Hajj Amin al-Husayni


  1. Origins and Growth of Zionism

  • Ancient Israel; Diasporas (Exiles) – Assyrian (8th BC), Babylonian (6th BC); Return to land; Revolt against Rome (66-73 AD) and destruction of Jewish Temple in Jerusalem (70AD); Bar Kochba Revolt against Rome (132-135 AD); Diaspora; Waiting for redemption, Messiah will bring Jewish people back to land

  • Modern Secular Zionism: 19th century, racial and ethnic national identities become emphasized in Europe (Greek, German, Italian nationalist movements), anti-Semitic persecution, Zionism is secular political movement seeking to actively create a Jewish national homeland; in Western Europe was less popular due to prevalence of assimilationism; in Eastern Europe more popular due to Russian persecution

  • Religious Zionism: most of the religious establishment rejected Zionism because it went against waiting for Messiah to deliver; minority saw secular Zionism as God’s hidden plan to bring about redemption

  • Theodor Herzl: assimilated Viennese Jew felt only solution to anti-Semitism was creation of Jewish state; began to mobilize movement to achieve this, publication of Der Judenstaat (1896); creation of World Zionist Organization (1897); attempted to get permission from Ottoman Sultan for settlement

  • Aliyah (plural aliyot); waves of Jewish immigration to Palestine; the first ones came from Russia and Eastern Europe; later waves included committed socialist Zionists emphasizing a Jewish state based upon a socialist agricultural foundation (kibbutzim were collective agricultural settelements); in the 1930s a large wave of German immigration brought more bourgeois population with more capital; later waves of migration brought Sephardic (Mizrachi) Jews after independence who had lived in Muslim countries (Iraq, Morocco, etc.) and fled to Israel (325,000)

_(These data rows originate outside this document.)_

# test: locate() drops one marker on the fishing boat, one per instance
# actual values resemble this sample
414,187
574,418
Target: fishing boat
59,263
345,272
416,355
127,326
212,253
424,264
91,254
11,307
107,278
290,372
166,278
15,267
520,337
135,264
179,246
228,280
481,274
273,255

  • Jewish National Fund (1901); purpose was to buy land in Palestine to be own exclusive by Jews

  • Political Strategy of Zionism: debate about gaining official approval from Ottomans or creating facts on the ground; desire to get Great Power sponsorship of project; debate about exclusive focus on Palestine (other possibilities included Argentia, Kenya, etc.); success in getting sponsorship in convergence of British imperial strategic interests during WWI with the Balfour Declaration

  • Labor Zionism: grew out of the socialist immigrants from Russia and eastern Europe, formed Hagana (defense milita); Histadrut (labor union); sought to cooperate with British during Mandate; took power for first 30 years of independence; the Avoda or Labor party of today is its descendant

  • Revisionist Zionism: led by Vladimir Jabotinksy; stressed need for Jewish army in Palestine; pushed for Jewish state on both sides of the Jordan; came to power with election of Menachem Begin (1977), descendant is Likud of today.